Sir Derek Jacobi: Equal marriage debate a ‘squabble over nothing’
Legendary stage actor Derek Jacobi said he views the debate over equal marriage rights for gay couples as a ‘squabble over nothing’.
Sir Derek entered into a civil partnership with Richard Clifford, then his partner of 27 years, in 2006.
But of marriage, the actor, 73, told the Telegraph: “The word doesn’t mean anything to me. It’s a squabble over nothing.”
Asked whether he considered his civil partnership a marriage, he said: “Richard and I have been together for 35 years. We’ve been in a civil partnership for five years. It doesn’t matter what you call it. We don’t think of it as marriage, it’s a partnership.
“People are getting hot under the collar at the moment because of this word.”
However, Sir Derek cast doubt on religious objections to marriage rights for gay couples on the basis that marriage should be about procreation between a husband and wife.
He said: “Well, I suppose their argument is that marriage is equated with having children, but what about couples who meet in their fifties? They can’t have children. Or what if you are biologically unable to have children?
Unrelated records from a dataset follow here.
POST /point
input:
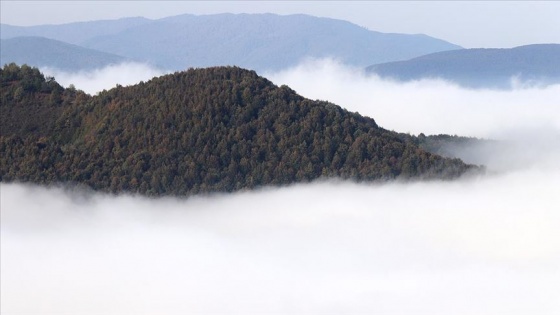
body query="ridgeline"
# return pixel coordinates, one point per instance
(218, 129)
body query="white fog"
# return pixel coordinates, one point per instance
(480, 245)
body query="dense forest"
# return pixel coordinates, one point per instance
(217, 129)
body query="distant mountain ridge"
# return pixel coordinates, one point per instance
(476, 68)
(260, 42)
(44, 52)
(203, 130)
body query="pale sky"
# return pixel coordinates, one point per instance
(471, 24)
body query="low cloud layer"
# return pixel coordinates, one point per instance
(482, 245)
(95, 81)
(428, 106)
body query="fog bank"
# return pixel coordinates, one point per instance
(426, 106)
(481, 246)
(95, 81)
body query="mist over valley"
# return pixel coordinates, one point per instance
(310, 185)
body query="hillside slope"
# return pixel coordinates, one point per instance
(44, 52)
(204, 130)
(476, 68)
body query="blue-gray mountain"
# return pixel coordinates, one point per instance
(44, 52)
(477, 68)
(256, 41)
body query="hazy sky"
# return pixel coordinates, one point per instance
(468, 23)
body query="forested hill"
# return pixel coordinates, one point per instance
(203, 130)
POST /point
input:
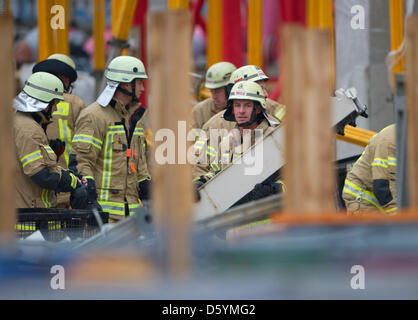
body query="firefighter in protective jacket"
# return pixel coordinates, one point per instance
(61, 130)
(38, 176)
(371, 184)
(107, 148)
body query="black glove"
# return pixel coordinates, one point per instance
(144, 189)
(79, 197)
(265, 189)
(92, 195)
(58, 146)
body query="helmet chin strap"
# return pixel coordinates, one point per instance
(127, 93)
(252, 119)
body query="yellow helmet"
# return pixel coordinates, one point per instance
(218, 75)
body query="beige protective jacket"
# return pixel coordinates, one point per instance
(104, 154)
(62, 127)
(217, 154)
(203, 111)
(377, 163)
(33, 154)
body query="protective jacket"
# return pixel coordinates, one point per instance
(203, 111)
(62, 128)
(63, 124)
(214, 156)
(106, 150)
(371, 185)
(33, 154)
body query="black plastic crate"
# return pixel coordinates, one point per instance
(56, 224)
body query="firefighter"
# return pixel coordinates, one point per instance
(250, 73)
(106, 149)
(217, 78)
(38, 176)
(60, 132)
(370, 185)
(247, 110)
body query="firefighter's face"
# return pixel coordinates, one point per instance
(219, 96)
(243, 110)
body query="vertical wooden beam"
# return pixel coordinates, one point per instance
(411, 72)
(396, 10)
(8, 155)
(232, 45)
(45, 37)
(172, 192)
(309, 172)
(60, 36)
(214, 32)
(255, 33)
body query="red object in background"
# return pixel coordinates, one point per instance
(140, 19)
(232, 44)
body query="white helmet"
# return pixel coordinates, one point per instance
(40, 89)
(218, 75)
(122, 69)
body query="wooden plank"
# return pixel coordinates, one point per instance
(411, 72)
(45, 37)
(8, 156)
(172, 190)
(255, 33)
(309, 173)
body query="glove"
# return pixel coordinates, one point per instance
(265, 189)
(144, 189)
(58, 146)
(79, 197)
(92, 195)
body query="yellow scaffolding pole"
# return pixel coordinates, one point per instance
(178, 4)
(214, 32)
(320, 15)
(99, 61)
(255, 32)
(396, 12)
(45, 38)
(60, 36)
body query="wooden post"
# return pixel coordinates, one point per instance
(309, 172)
(214, 32)
(8, 156)
(61, 44)
(411, 71)
(45, 38)
(255, 33)
(172, 192)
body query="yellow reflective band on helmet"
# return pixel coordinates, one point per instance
(88, 139)
(63, 109)
(107, 163)
(113, 207)
(44, 198)
(30, 158)
(65, 135)
(392, 161)
(211, 151)
(138, 132)
(281, 113)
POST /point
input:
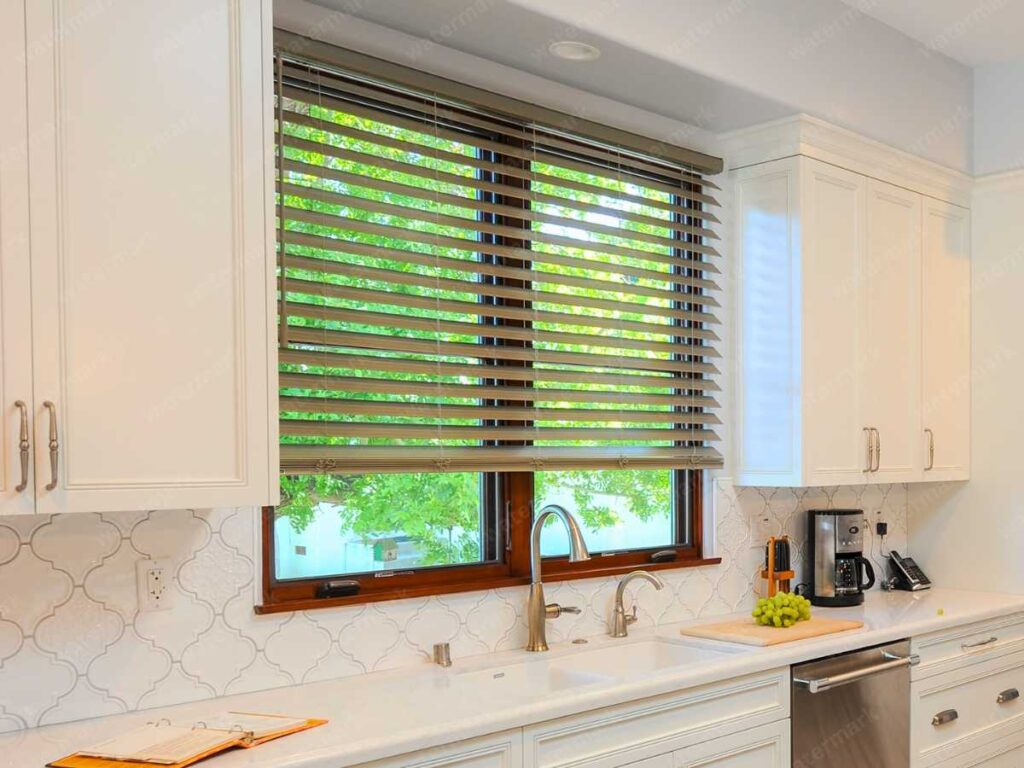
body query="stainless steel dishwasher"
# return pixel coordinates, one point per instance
(853, 710)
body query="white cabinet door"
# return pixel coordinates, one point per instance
(945, 342)
(152, 254)
(892, 350)
(833, 208)
(767, 747)
(16, 488)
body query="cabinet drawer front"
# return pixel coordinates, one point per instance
(497, 751)
(955, 711)
(767, 747)
(945, 651)
(619, 735)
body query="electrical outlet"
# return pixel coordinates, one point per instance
(153, 580)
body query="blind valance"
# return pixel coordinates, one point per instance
(461, 291)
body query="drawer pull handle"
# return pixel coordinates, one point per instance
(980, 643)
(23, 444)
(1008, 695)
(946, 716)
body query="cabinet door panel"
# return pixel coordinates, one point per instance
(150, 252)
(497, 751)
(16, 489)
(767, 747)
(834, 202)
(892, 352)
(946, 340)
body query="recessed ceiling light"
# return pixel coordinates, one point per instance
(573, 50)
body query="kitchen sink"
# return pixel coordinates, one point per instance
(540, 677)
(639, 657)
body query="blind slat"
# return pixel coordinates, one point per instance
(460, 222)
(315, 84)
(511, 151)
(298, 459)
(377, 364)
(472, 246)
(485, 289)
(355, 340)
(520, 212)
(546, 276)
(481, 391)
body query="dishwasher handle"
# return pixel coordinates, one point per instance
(821, 684)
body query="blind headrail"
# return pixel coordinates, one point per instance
(371, 67)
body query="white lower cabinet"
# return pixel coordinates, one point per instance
(767, 747)
(650, 728)
(969, 711)
(497, 751)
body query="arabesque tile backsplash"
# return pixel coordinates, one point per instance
(74, 645)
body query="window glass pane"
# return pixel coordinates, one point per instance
(335, 524)
(619, 509)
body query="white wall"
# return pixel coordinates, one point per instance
(970, 535)
(998, 128)
(823, 57)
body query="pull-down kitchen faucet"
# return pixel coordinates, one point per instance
(537, 610)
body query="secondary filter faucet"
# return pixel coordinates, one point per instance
(538, 612)
(620, 620)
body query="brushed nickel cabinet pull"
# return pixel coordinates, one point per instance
(53, 444)
(969, 646)
(1008, 695)
(946, 716)
(23, 444)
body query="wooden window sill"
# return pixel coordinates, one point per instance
(478, 585)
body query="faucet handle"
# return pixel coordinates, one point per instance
(553, 610)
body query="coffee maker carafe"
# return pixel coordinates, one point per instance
(840, 572)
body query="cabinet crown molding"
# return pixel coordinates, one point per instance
(813, 137)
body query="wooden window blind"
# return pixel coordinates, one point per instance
(463, 291)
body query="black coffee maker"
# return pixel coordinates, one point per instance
(839, 571)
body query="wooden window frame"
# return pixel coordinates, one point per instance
(511, 495)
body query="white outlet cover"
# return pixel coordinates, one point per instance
(153, 579)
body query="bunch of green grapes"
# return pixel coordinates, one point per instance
(784, 609)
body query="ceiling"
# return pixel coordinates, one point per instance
(506, 32)
(973, 32)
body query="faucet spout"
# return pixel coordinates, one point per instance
(620, 620)
(538, 611)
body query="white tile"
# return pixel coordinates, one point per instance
(31, 589)
(9, 544)
(83, 701)
(79, 631)
(130, 668)
(218, 655)
(76, 544)
(33, 682)
(298, 646)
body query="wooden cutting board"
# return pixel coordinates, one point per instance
(747, 632)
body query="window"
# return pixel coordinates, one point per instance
(479, 315)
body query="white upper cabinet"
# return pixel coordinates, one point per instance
(946, 347)
(843, 361)
(892, 349)
(16, 495)
(151, 254)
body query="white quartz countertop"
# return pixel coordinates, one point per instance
(387, 714)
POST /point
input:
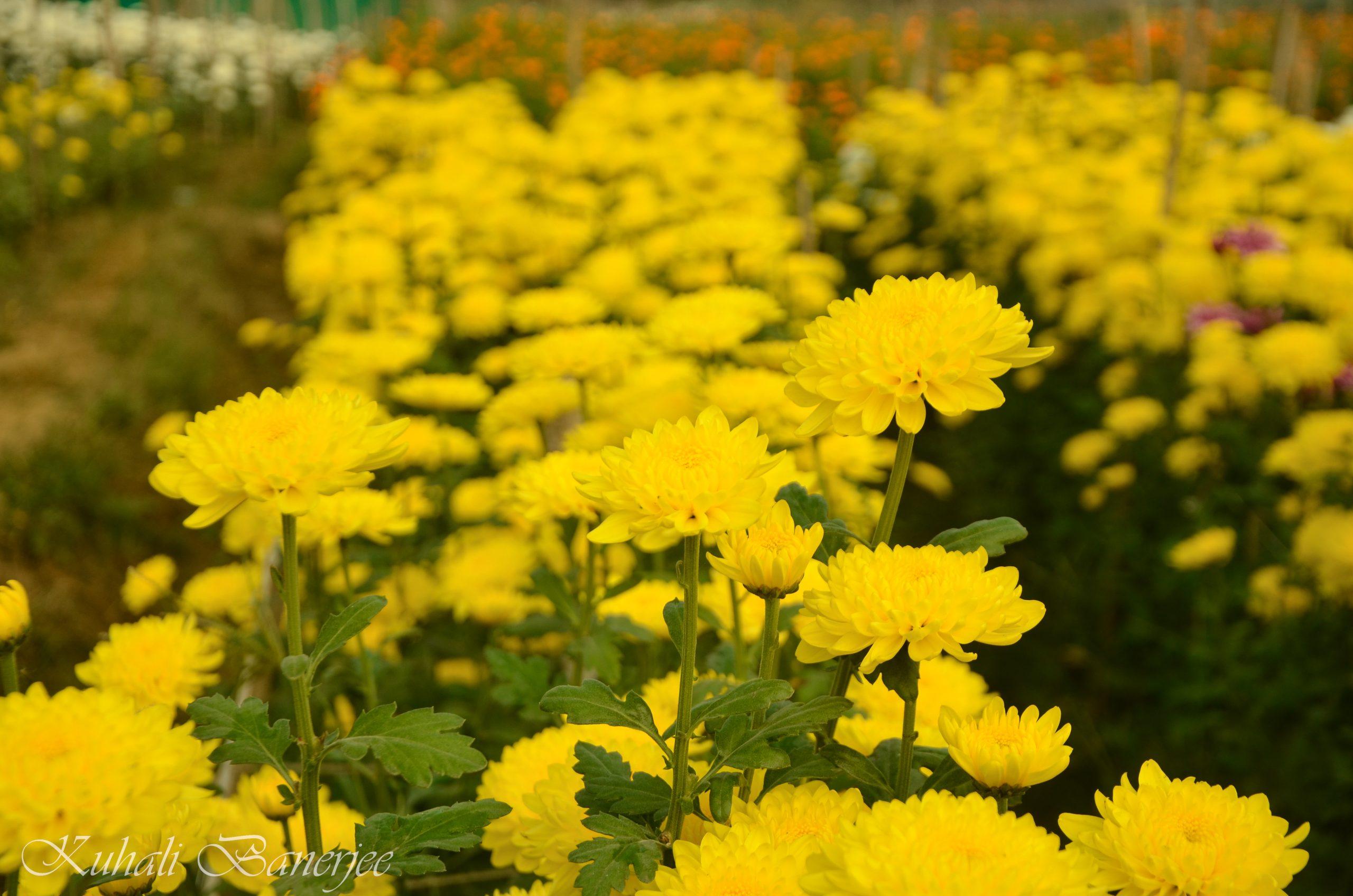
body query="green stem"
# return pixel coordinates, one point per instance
(368, 670)
(739, 647)
(301, 689)
(690, 618)
(893, 497)
(8, 685)
(766, 670)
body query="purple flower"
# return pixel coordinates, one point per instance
(1248, 240)
(1249, 320)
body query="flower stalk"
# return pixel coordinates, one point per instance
(690, 618)
(301, 689)
(883, 534)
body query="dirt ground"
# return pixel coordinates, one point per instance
(109, 319)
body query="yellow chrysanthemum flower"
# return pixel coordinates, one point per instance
(682, 478)
(148, 581)
(374, 515)
(126, 779)
(769, 558)
(745, 861)
(225, 593)
(441, 391)
(877, 357)
(547, 489)
(942, 845)
(878, 711)
(1170, 837)
(15, 615)
(1006, 750)
(272, 447)
(927, 600)
(156, 661)
(1210, 547)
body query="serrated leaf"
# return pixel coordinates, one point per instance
(992, 535)
(342, 627)
(521, 680)
(742, 748)
(857, 767)
(607, 860)
(447, 829)
(609, 787)
(244, 730)
(595, 703)
(949, 776)
(417, 745)
(557, 591)
(808, 509)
The word becomes meaningless.”
He agreed with interviewer Nigel Farndale’s suggestion that because civil partnerships and marriages afford almost identical legal rights, he might view the debate as a “fuss about nothing”.
He replied: “Exactly, it’s just this word. The Church is the problem.”
Sir Derek said he recalled seeing, as a teenager, the American evangelist Billy Graham speak in Haringey, north London.
Having been prepared to “give [himself] to Jesus”, he said when the evangelist stopped talking and the choir stopped singing: “I felt totally conned and embarrassed. I don’t mind people having faith and finding strength in that. But it ain’t for me.”